Christian folkster Shawn McDonald had a hard time defining the scope of his craft with his first few albums, but Roots, his third full-length, more than rectified that.
None of those several early releases -- a prolific mix of studio, live, and ancillary EPs -- quite captured his essence.
They were too somber, too eager, too slow, or just plain too simplistic to sustain interest for an entire album's duration.
Roots brings all of those elements together with far more focus and balance, adding a healthy dose of his trippy folk-pop approach and a dash of organic soul to create McDonald's most accomplished album to date.
His ruminations are still psalm-like and worshipful, but the sonic palette is much more varied, as evidenced in the title track, a near-tribal mood piece that seems like a stripped-down b-side from Radiohead's Hail to the Thief sessions.

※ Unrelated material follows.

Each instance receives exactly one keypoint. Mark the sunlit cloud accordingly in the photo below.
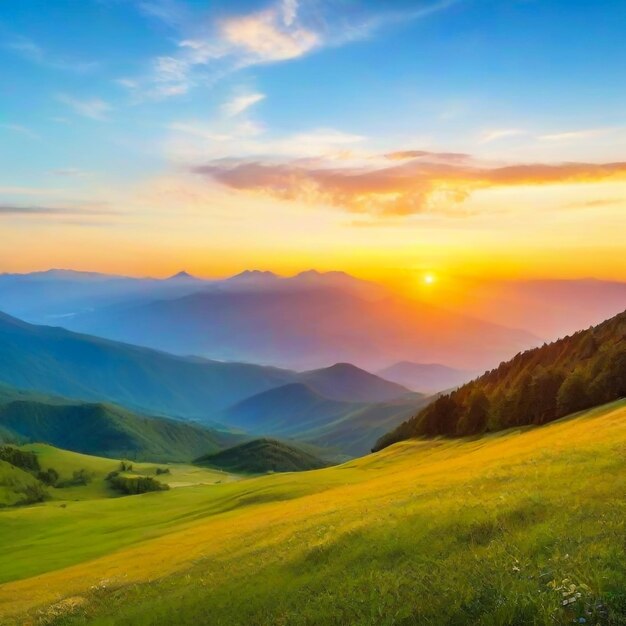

That's as progressive as things get, but McDonald is by no means complacent with everything else.
Pre-Roots, an acoustic-only number from the singer/songwriter could easily devolve into an overlong coffeehouse piece, but here those fingerpicked moments, like the quirky "Slow Down," are never boring or routine.
If anything, it seems like McDonald has learned that less is more shouldn't mean tedious, but an opportunity to let nuance, not numbness, do the trick.
He still entertains a certain rhythmic sensibility in the way he incorporates loops and blips into the more uptempo tracks -- kind of like more trip-hoppish Jack Johnson -- but now there's a certain jazziness running throughout, enlivened by wistful strings and miscellaneous aural tricks by producer Christopher Stevens.
Roots is a bohemian alt pop disc through and through -- so atypical of the Christian singer/songwriter tradition that it could easily appeal to those not normally attuned to mainline CCM.